As usually, lots of valuable advices.
Excuse me my late answer - I was travelling for business with restricted time to access my personal stuff.
First of all, my block and Jack planes are not from LV, but LN (Lee Nielsen). No idea if I typed wrongly or some "automatic spelling corrector" acted on that.
Yes, in Brazil we have Stanley planes commonly sold t several places but their quality are terrible. Actually I am in my second no. 4 as the first one I trashed three decades ago. My current no. 4 took me more than a couple of hours just to flat the base and set up the chip breaker... and it is yet difficult to get good results. Their controls are extremely flimsy and not precise. It is very difficult to use by a beginner... think on it like an old 200k mile Chevy with low maintenance: for a veteran driver it can work yet but for a novice, no way to work with it. I am a novice for hand planes. Yes, I also purchased a Stanley block plane... it was cheap at both meaning of the work. Imagine it doesn't have a cast iron base, just a metal sheet bended conveniently! Bottom line is local sold Stanley planes are bellow to indecent. I do not consider them.
I was to give up of any hand planes when I had a chance to handle a Lee Nielsen plane and from that moment I start to consider perhaps there are some salvation also for me!

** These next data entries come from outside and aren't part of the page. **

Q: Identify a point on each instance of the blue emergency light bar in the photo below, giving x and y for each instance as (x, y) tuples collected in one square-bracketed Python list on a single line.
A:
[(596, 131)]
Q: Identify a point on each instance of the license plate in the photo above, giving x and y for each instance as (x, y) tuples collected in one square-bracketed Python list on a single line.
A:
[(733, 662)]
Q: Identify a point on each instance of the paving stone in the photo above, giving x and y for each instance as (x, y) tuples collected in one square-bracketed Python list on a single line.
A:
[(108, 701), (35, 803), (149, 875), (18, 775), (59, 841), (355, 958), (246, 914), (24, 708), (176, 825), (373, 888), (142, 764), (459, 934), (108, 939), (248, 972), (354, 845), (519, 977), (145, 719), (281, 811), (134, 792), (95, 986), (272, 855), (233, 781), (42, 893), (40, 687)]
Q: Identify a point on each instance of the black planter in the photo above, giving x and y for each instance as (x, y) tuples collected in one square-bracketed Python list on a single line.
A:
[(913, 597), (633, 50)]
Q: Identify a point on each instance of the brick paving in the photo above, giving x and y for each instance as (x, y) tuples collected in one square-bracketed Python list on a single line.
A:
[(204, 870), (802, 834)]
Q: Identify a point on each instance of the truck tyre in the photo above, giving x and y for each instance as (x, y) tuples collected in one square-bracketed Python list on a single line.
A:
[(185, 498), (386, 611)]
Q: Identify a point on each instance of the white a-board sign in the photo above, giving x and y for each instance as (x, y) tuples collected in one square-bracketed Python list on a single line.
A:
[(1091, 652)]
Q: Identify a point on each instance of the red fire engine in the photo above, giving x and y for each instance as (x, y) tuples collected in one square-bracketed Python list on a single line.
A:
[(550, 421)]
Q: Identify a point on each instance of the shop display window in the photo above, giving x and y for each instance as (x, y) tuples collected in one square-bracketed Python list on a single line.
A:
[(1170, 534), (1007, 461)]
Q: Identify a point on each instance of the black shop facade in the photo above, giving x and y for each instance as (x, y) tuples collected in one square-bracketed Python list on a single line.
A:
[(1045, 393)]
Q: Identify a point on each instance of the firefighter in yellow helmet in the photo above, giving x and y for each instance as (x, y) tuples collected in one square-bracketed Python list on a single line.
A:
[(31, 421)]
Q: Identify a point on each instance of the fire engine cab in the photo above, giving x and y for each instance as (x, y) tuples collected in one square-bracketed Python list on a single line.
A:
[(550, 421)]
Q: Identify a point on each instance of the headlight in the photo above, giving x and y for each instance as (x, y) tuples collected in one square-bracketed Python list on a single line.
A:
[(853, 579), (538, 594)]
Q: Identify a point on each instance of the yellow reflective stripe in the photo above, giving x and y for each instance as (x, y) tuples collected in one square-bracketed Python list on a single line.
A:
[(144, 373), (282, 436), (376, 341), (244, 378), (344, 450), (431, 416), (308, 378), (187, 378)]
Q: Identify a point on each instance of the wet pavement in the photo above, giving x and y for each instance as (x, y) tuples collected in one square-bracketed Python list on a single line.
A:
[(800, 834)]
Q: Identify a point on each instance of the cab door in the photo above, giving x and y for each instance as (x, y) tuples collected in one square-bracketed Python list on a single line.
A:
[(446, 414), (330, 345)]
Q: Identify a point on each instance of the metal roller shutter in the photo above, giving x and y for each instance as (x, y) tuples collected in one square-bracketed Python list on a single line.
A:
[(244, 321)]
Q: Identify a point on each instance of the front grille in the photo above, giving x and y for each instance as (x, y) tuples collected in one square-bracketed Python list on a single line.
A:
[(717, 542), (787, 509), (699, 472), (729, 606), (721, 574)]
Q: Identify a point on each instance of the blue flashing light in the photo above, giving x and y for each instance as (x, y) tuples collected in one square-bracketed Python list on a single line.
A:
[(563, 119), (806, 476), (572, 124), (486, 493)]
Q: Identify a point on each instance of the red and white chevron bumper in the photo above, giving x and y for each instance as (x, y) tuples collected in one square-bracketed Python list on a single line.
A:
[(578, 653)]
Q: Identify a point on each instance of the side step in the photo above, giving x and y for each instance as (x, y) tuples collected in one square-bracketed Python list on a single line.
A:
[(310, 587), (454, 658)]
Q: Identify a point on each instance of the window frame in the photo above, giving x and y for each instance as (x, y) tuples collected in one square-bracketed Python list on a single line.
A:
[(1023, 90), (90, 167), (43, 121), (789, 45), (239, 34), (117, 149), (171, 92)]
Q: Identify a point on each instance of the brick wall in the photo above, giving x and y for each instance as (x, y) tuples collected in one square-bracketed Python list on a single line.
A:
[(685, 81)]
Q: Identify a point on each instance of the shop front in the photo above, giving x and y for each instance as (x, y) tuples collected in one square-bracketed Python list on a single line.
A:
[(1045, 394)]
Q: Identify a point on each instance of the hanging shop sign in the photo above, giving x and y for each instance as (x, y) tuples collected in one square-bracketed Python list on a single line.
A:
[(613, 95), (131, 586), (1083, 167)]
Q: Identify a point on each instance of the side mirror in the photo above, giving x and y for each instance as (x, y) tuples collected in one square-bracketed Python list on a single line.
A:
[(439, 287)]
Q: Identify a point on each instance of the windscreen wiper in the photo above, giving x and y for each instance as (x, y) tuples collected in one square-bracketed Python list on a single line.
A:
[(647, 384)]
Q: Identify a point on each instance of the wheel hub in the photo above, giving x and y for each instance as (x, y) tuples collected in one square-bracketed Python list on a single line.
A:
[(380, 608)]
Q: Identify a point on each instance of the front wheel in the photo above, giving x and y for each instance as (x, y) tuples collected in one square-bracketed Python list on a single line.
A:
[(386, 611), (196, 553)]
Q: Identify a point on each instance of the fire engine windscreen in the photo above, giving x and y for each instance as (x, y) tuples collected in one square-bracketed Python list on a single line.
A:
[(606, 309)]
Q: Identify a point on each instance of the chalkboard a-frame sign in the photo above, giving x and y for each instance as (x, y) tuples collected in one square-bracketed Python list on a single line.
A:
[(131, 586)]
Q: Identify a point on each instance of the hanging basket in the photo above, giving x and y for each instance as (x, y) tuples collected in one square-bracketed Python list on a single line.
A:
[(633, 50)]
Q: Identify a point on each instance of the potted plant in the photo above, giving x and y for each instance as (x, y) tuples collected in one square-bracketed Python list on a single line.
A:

Returning to my original question, I am afraid of traditional (including chip breaker) Stanley style planes and that is the main reason I really consider a traditional Japanese smooth plane instead the obvious step towards a Stanley no. 4 or no. 4 1/2. You guys opened my yes to forget my prejudice and re-consider the traditional approach also for smoothing. When I asked you I was very prone to the Japanese solution (yes, I know, it also have a chip breaker) and now I returned to square zero!
Thanks all for the valuable feedback!